I run a carbide resizing die so I don't see how I could possibly damage my dies.

As far as damaging the brass goes I really think there would have to be something more than the usual carbon build up from fireing.

I would apriciated the education on the subject.

Some detail on the dangers or downside to this practice would be greatly apriciated.

I'm sure I'm not the only one that loads this way with good results.

While I dont know of any "proof" I think its one of those things that gets passed from generation to generation and is then taken as gospel. Will you run into issues? I dont know, I dont personally put dirty brass into any of my dies so I will likely never find out.
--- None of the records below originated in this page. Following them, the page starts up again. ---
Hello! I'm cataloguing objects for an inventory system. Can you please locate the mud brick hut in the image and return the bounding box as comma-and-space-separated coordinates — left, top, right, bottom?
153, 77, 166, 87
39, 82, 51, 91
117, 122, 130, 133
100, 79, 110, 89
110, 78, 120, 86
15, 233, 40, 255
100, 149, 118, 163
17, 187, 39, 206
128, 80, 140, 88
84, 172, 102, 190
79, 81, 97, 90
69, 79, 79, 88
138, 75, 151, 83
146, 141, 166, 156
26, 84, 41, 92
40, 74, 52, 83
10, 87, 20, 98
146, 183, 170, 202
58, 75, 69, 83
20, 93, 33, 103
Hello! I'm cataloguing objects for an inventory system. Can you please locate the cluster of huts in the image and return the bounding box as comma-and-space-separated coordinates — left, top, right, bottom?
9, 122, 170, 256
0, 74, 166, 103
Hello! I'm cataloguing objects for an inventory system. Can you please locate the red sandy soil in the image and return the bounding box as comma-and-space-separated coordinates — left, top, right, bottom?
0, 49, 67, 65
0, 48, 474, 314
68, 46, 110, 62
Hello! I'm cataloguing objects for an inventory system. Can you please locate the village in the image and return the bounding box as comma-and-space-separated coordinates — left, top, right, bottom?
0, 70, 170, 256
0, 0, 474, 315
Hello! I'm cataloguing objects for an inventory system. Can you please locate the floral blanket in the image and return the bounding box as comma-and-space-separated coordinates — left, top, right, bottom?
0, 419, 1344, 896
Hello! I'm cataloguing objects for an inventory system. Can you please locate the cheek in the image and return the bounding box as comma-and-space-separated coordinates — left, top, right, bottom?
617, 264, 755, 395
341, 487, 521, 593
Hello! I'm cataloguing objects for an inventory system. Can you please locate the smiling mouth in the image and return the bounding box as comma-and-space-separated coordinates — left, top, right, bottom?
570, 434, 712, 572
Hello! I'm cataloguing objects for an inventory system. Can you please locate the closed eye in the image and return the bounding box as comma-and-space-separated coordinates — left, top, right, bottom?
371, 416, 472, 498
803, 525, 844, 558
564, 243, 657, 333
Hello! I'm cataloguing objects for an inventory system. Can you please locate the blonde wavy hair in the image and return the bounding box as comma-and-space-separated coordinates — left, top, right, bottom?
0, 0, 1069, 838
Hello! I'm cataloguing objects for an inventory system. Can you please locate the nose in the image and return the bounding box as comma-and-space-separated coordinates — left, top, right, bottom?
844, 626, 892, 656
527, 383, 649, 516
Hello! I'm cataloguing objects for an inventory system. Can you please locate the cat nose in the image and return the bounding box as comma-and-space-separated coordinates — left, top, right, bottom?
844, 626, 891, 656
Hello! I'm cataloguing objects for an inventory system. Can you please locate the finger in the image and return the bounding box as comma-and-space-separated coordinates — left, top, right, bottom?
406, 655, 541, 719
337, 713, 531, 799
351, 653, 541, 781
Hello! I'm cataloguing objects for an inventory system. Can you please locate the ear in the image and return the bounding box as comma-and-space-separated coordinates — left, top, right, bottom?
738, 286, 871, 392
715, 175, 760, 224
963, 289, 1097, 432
It also depends on what you shoot IMO. Brass from my bolt guns come out of the gun pretty damn clean and would most likely cause no issues. Brass from my AR's come out fairly dirty. Brass from my suppressed guns comes out FILTHY and no way do I want to get carbon build up in my dies because of it. Another factor might be are you neck sizing only or full body sizing? I could see a lot of issues with carbon build up when full length body sizing, but just using a bushing die to neck size and bump the shoulder, eh, probably not to many issues.

Do you tumble pistol brass before you load it? If you are ok with sending dirty rifle brass into your dies, why tumble pistol brass before loading? Same thing right? I know a guy that shoots revolvers almost exclusively and he has said he never tumbles his brass, ever, because it comes out of the gun fairly clean.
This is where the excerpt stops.